During my time with The Skinny, I've interviewed some of our planet's most exciting porn stars, ninjas and knightriders. However, this is the first time I've had the opportunity to talk to a Dracula. Not just any Dracula, a Belgian warlock who goes by the name Rafael. Now that's like giving Frankenstein a jet-pack or putting Wolfman on the moon.

Fred Fletch: You're only coming to Edinburgh for the finale of the Magic Festival. Do you have secret sinister reasons for only swooping in at the end? I bet it is sinister.

Rafael: It's not wise to scare people away in the beginning of the festival so it's best to make my appearance for the grand finale of the Magic Festival. Also this way I can enjoy the rest of this wonderful festival incognito without people knowing that there is a vampire amongst them.

I knew it was sinister. Being a magician is the quickest way to get your father to demand a paternity test. What did your parents say when it became clear you were a vampire?

My parents met on fangsgiving while on holiday in Transylvania so they were not surprised.

Obviously you've got the kind of balls that look good in a cape.
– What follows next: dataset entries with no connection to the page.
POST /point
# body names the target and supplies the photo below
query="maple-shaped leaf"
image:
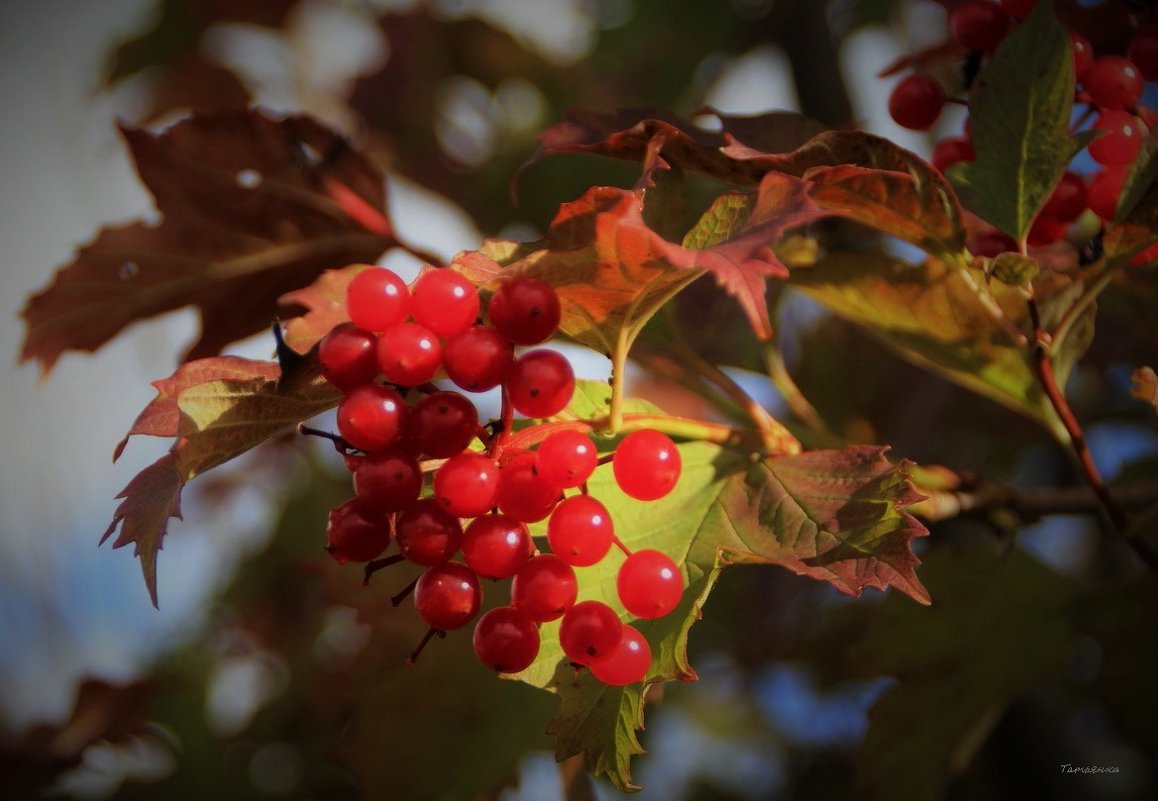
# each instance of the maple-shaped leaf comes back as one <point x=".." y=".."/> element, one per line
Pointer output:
<point x="215" y="409"/>
<point x="836" y="516"/>
<point x="251" y="206"/>
<point x="613" y="272"/>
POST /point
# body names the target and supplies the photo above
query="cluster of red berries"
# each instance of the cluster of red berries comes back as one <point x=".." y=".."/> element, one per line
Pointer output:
<point x="400" y="338"/>
<point x="1108" y="89"/>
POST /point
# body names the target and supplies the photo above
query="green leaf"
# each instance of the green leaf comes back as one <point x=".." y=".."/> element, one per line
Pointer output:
<point x="1020" y="112"/>
<point x="836" y="516"/>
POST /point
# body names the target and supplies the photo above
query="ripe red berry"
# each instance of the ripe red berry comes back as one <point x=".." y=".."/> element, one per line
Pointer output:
<point x="467" y="485"/>
<point x="444" y="301"/>
<point x="371" y="417"/>
<point x="1143" y="51"/>
<point x="650" y="583"/>
<point x="378" y="299"/>
<point x="646" y="464"/>
<point x="354" y="533"/>
<point x="441" y="425"/>
<point x="506" y="639"/>
<point x="1067" y="201"/>
<point x="447" y="595"/>
<point x="426" y="534"/>
<point x="496" y="546"/>
<point x="545" y="587"/>
<point x="916" y="102"/>
<point x="1121" y="139"/>
<point x="477" y="359"/>
<point x="409" y="354"/>
<point x="1113" y="82"/>
<point x="346" y="357"/>
<point x="977" y="24"/>
<point x="627" y="662"/>
<point x="541" y="383"/>
<point x="388" y="480"/>
<point x="580" y="531"/>
<point x="590" y="631"/>
<point x="566" y="458"/>
<point x="525" y="310"/>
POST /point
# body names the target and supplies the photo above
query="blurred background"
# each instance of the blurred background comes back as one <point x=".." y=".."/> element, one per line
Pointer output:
<point x="250" y="669"/>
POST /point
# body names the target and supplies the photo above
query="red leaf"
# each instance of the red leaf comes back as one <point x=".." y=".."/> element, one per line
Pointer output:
<point x="247" y="213"/>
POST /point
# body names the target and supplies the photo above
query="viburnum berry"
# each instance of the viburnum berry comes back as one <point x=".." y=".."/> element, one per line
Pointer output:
<point x="566" y="458"/>
<point x="545" y="587"/>
<point x="650" y="583"/>
<point x="977" y="24"/>
<point x="497" y="545"/>
<point x="426" y="534"/>
<point x="447" y="596"/>
<point x="580" y="531"/>
<point x="1121" y="138"/>
<point x="409" y="354"/>
<point x="441" y="425"/>
<point x="506" y="639"/>
<point x="444" y="301"/>
<point x="376" y="299"/>
<point x="477" y="359"/>
<point x="1113" y="82"/>
<point x="590" y="630"/>
<point x="356" y="533"/>
<point x="388" y="480"/>
<point x="346" y="357"/>
<point x="627" y="662"/>
<point x="541" y="383"/>
<point x="646" y="464"/>
<point x="525" y="310"/>
<point x="916" y="102"/>
<point x="371" y="417"/>
<point x="467" y="485"/>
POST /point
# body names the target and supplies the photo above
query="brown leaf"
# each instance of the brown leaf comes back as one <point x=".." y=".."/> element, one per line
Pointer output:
<point x="244" y="218"/>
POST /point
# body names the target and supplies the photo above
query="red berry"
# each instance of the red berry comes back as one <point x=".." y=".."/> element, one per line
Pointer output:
<point x="426" y="534"/>
<point x="590" y="631"/>
<point x="496" y="546"/>
<point x="522" y="492"/>
<point x="1113" y="82"/>
<point x="1067" y="201"/>
<point x="566" y="458"/>
<point x="650" y="583"/>
<point x="627" y="662"/>
<point x="580" y="531"/>
<point x="354" y="533"/>
<point x="441" y="425"/>
<point x="541" y="383"/>
<point x="444" y="301"/>
<point x="447" y="595"/>
<point x="1105" y="190"/>
<point x="346" y="357"/>
<point x="1143" y="51"/>
<point x="409" y="354"/>
<point x="378" y="299"/>
<point x="506" y="639"/>
<point x="950" y="152"/>
<point x="976" y="24"/>
<point x="371" y="417"/>
<point x="525" y="310"/>
<point x="388" y="480"/>
<point x="1121" y="139"/>
<point x="477" y="359"/>
<point x="467" y="485"/>
<point x="545" y="587"/>
<point x="646" y="464"/>
<point x="916" y="102"/>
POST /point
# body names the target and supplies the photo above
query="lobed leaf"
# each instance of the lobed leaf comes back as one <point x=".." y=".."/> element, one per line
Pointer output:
<point x="243" y="215"/>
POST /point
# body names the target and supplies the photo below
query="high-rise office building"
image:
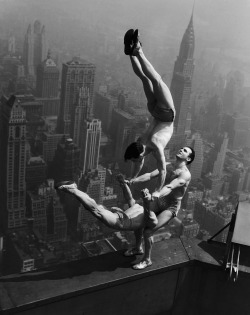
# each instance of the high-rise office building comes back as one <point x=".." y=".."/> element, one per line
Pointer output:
<point x="76" y="74"/>
<point x="82" y="111"/>
<point x="47" y="78"/>
<point x="66" y="160"/>
<point x="12" y="163"/>
<point x="103" y="109"/>
<point x="34" y="47"/>
<point x="90" y="144"/>
<point x="47" y="86"/>
<point x="196" y="142"/>
<point x="181" y="84"/>
<point x="219" y="162"/>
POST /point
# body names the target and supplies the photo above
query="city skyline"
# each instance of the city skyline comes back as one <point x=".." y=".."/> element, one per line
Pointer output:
<point x="71" y="120"/>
But is there ever a time to dress up like everyone's Grandma like Gary Oldman?

Like Gary Oldman, I love to play different characters but I hope to have less divorces than him.
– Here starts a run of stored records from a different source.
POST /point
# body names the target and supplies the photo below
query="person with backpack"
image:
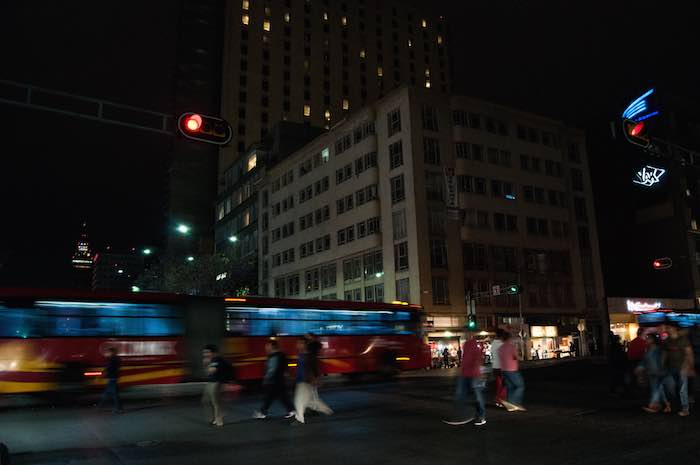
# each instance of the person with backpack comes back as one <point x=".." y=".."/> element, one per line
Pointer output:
<point x="308" y="372"/>
<point x="274" y="381"/>
<point x="219" y="371"/>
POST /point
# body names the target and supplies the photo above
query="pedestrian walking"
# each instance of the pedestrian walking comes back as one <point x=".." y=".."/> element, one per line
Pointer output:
<point x="274" y="381"/>
<point x="652" y="365"/>
<point x="111" y="374"/>
<point x="496" y="367"/>
<point x="678" y="360"/>
<point x="471" y="381"/>
<point x="218" y="372"/>
<point x="305" y="391"/>
<point x="515" y="385"/>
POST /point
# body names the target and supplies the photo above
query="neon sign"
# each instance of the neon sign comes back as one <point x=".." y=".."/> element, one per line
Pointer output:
<point x="639" y="306"/>
<point x="649" y="175"/>
<point x="639" y="109"/>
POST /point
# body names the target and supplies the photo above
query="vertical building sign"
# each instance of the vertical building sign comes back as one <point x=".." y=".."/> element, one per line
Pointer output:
<point x="451" y="199"/>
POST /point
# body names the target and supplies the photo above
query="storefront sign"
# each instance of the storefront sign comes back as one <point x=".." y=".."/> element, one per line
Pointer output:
<point x="543" y="331"/>
<point x="642" y="306"/>
<point x="649" y="175"/>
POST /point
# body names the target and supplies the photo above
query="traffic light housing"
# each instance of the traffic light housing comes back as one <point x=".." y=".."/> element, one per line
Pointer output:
<point x="513" y="289"/>
<point x="204" y="128"/>
<point x="662" y="263"/>
<point x="636" y="132"/>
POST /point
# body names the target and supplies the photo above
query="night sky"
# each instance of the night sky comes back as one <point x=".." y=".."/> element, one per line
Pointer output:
<point x="577" y="61"/>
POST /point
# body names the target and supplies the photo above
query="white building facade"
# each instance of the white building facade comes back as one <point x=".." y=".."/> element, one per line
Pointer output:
<point x="427" y="198"/>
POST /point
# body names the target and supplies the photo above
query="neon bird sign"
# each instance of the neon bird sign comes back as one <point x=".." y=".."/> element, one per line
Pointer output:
<point x="640" y="109"/>
<point x="649" y="175"/>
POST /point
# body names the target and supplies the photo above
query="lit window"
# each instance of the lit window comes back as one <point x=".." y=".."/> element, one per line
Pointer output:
<point x="252" y="161"/>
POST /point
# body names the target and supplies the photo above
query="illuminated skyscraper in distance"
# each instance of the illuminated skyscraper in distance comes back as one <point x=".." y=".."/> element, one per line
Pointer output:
<point x="82" y="257"/>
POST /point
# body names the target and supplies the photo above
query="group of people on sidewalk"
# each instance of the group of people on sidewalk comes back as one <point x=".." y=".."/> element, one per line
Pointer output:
<point x="510" y="386"/>
<point x="663" y="357"/>
<point x="274" y="380"/>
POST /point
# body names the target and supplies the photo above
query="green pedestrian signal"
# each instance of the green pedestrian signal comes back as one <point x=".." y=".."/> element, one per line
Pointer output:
<point x="513" y="289"/>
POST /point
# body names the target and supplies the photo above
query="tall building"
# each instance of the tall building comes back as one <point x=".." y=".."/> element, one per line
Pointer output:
<point x="236" y="230"/>
<point x="314" y="61"/>
<point x="192" y="167"/>
<point x="428" y="198"/>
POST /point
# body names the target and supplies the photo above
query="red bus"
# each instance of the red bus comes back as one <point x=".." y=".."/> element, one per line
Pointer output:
<point x="55" y="340"/>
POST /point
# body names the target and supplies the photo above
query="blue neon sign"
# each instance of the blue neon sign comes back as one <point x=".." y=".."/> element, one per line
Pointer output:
<point x="640" y="109"/>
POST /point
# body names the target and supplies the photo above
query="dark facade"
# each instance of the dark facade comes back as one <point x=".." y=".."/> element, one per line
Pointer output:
<point x="192" y="170"/>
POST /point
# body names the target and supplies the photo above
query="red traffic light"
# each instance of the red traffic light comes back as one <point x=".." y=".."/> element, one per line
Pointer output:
<point x="204" y="128"/>
<point x="193" y="122"/>
<point x="662" y="263"/>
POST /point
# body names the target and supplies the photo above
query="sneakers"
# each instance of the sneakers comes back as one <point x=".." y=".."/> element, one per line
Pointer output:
<point x="511" y="407"/>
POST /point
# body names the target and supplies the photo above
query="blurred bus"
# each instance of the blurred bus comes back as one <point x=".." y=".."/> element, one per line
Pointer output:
<point x="55" y="340"/>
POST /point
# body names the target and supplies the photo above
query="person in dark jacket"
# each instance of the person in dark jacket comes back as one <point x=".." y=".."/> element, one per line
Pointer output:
<point x="274" y="381"/>
<point x="308" y="371"/>
<point x="111" y="374"/>
<point x="216" y="376"/>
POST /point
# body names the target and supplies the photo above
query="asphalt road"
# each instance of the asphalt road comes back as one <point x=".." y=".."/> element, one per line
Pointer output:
<point x="571" y="419"/>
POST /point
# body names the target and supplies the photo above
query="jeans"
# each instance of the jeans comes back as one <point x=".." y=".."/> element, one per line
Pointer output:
<point x="276" y="391"/>
<point x="515" y="385"/>
<point x="212" y="396"/>
<point x="306" y="396"/>
<point x="657" y="390"/>
<point x="111" y="391"/>
<point x="680" y="387"/>
<point x="477" y="386"/>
Why were you not cast as Commissioner Gordon in Christopher Nolan's Batman films?

I'm not sure why... maybe they thought I am demanding as I don't like sunlights and only like to work after midnight. Also, I look terrible with a moustache.
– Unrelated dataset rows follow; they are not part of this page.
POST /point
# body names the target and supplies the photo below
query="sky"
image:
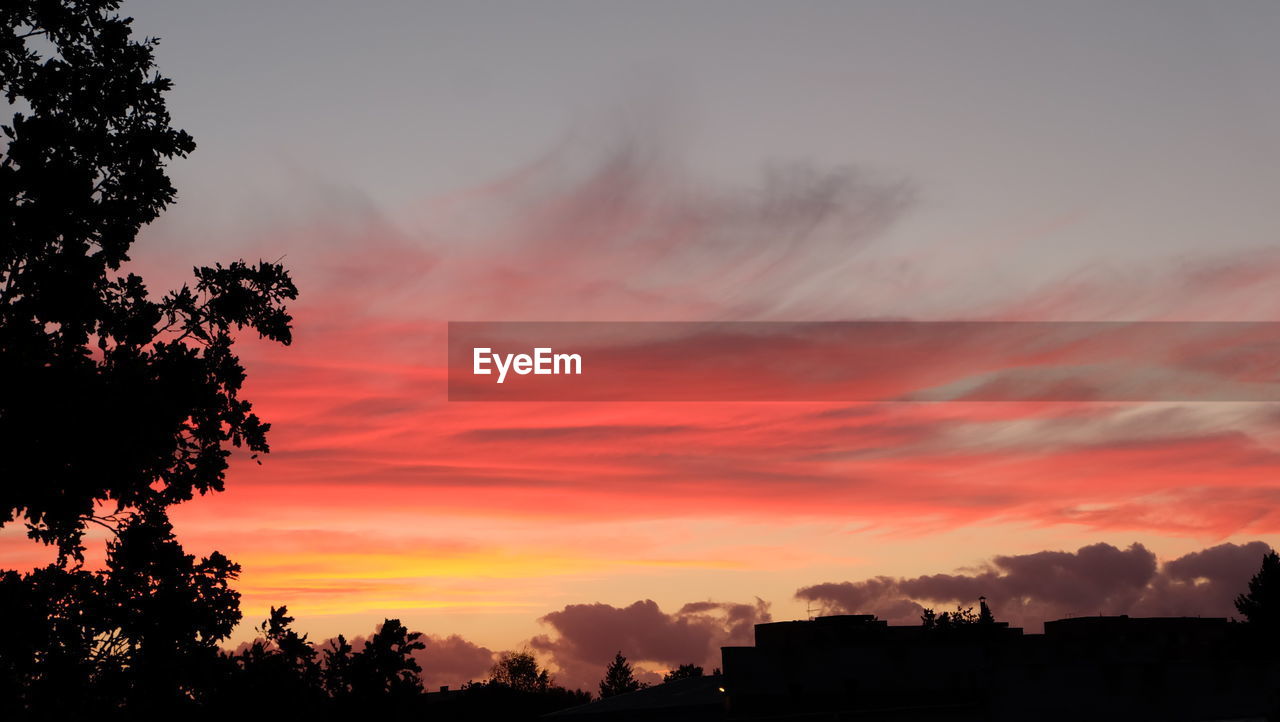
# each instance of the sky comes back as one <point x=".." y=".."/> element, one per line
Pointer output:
<point x="419" y="163"/>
When I was young, vampires were the toughest, sexiest anythings ever. Then the 2000s arrived and vampires started to look as scary as the bloke in Twilight who looks like Ted Danson from Cheers. Do you think vampires are forever doomed to be like that Hufflepuff or can they ever recover their reputation for being badass?

Hollywood now make us look like glampires but I'm sure we will recover soon.

In the old days I guess you'd spend long periods of time searching out a maiden's neck to suck on like it's a Capri-Sun. Nowadays, according to my inbox, there are literally hundreds of hot single ladies in my area. For a vampire, has the internet taken the joy out of the chase?

Real vampires still like the old fashion way because we discovered that on the internet people lie about their virginity and are not honest about their blood type.

Since vampires live for centuries, does stuff like the internet blow your mind? For all our modern conveniences (like microwaves, desensitisation condoms and yoghurts on sticks) do you ever miss impaling people with impunity like Vlad in the fifteenth century?

I miss the old days but now it's easy to go online and find a bloodbank nearby wherever I am, which is very convenient.

I've seen enough Teen Wolf to know that it's a scientific fact that werewolves could play basketball at a professional level (this could be a racial stereotype). Are Belgian vampires skilled in any particular sport to the awesome levels of the werewolf species?

Belgian vampires are specialised in making beer disappear and we like to practise this skill often.

Was Enzo Scifo also a Belgian Dracula and is this how he acquired his footballing superpowers?

He's actually a devil so he blends in perfectly with Belgium's football team de rode duivels (red devils).

Have you seen the 1983 movie Krull? (If yes, can you put me in touch with Ken Marshall?)

I haven't seen that movie but I will organise a movie night soon with some popcorn and a bloody mary.

If this copy of The Daily Impale I'm reading is true, the European Union encourages thousands of vampires to invade our country and steal all our blood. What are your feelings on being part of the Union?

Like with everything there are pros and cons being a union. I think as long as you can drive on the other side of the road unlike the other European countries you have nothing to worry about. BTW there are already a lot of vampires in your country but they prefer to call themselves politicians.

You're going to bite me now aren't you? 

Of course! Soon you will discover it sucks to be a vampire.